Elle fit le tour du bureau pour m’embrasser puis sortit, en sautillant du bureau. Océane me regarda en souriant.


— Elise est dure en affaires, rigola-t-elle.

— Elle a appris de la meilleure. D’ailleurs, on devrait peut-être commencer à ouvrir un compte pour Lizéa, tu en penses quoi ?

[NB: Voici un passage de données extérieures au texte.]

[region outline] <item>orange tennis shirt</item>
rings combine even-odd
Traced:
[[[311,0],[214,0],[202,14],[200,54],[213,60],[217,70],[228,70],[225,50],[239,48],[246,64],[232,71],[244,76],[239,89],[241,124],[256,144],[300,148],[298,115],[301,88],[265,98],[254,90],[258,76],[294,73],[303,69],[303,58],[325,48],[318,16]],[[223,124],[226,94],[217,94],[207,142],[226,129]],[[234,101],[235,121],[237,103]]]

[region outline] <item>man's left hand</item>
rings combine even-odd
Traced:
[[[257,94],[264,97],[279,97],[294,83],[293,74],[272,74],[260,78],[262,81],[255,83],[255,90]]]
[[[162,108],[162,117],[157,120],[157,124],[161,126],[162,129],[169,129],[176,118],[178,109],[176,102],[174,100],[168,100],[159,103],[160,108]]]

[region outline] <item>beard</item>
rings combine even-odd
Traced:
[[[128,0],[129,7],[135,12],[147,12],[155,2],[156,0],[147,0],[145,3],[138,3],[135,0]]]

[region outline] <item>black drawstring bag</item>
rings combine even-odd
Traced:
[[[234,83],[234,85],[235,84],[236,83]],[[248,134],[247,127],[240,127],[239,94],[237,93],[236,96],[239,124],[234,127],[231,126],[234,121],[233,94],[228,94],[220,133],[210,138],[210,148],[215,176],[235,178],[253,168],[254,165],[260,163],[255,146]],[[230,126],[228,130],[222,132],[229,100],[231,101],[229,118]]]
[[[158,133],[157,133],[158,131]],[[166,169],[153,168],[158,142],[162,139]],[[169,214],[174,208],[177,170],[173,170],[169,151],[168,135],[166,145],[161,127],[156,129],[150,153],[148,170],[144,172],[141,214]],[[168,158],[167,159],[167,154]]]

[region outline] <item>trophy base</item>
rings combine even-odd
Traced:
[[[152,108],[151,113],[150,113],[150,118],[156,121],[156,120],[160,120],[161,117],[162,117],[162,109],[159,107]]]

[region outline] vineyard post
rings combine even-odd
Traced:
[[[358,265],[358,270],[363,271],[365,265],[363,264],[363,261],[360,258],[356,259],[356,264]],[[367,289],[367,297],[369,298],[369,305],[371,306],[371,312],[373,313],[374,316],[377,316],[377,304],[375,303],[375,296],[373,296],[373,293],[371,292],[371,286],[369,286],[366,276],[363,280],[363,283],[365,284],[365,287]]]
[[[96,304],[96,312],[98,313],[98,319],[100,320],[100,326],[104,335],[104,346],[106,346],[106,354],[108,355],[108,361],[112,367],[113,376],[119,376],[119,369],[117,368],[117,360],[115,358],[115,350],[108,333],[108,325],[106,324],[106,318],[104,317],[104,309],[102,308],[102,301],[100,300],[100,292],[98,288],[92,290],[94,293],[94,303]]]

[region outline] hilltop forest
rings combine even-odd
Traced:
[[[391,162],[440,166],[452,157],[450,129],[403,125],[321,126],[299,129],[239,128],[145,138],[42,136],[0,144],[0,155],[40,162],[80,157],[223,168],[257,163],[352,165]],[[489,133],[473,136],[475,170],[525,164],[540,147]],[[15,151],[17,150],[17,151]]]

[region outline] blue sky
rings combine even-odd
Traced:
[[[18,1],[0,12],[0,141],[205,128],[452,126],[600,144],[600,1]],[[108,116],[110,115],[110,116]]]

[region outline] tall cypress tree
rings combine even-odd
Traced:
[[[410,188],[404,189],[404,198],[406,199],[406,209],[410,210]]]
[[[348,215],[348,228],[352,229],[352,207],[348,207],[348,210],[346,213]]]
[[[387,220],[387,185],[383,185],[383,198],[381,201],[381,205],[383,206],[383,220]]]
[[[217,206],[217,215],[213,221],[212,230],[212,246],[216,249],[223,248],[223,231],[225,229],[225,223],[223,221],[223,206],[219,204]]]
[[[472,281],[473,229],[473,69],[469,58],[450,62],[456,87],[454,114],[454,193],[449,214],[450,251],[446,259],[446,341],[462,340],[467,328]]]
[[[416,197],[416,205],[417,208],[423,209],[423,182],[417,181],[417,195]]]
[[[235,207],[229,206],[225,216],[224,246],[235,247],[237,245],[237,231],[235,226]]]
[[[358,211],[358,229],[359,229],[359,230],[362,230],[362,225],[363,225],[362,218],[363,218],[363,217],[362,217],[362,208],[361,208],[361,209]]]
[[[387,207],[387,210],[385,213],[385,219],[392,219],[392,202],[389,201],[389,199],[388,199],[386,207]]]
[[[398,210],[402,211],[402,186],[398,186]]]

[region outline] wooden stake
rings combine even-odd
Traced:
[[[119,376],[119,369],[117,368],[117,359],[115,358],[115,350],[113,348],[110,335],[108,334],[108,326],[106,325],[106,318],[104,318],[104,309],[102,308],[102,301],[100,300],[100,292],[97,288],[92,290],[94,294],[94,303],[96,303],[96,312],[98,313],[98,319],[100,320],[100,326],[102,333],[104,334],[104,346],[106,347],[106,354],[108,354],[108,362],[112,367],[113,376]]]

— Elle n’y aurait accès qu’à seize ans, comme les jumeaux, par contre.

— Évidemment.


Le site de la banque étant toujours ouvert, j’en profitais pour regarder toutes les possibilités de compte. Mes enfants n’avaient pas droit aux bourses, mais leur donner ainsi de l’argent de poche, c’était comme s’ils pouvaient en bénéficier. En leur donnant la possibilité de disposer librement de leur argent, j’avais pour objectif de les préparer à la vie d’adulte, à les rendre indépendants. Benjamin, voulant faire le tour de monde, il allait devoir renoncer à tous les privilèges associés à son statut de prince. Elise, quant à elle, allait devenir la prochaine impératrice. Elle devait être économe et faire ses comptes. Lizéa, quand elle grandirait, serait la seule à pouvoir décider de la vie qu’elle voulait mener. Même aujourd’hui, elle n’avait aucune obligation d’être une princesse parfaite. Ce qu’elle n’était évidemment pas.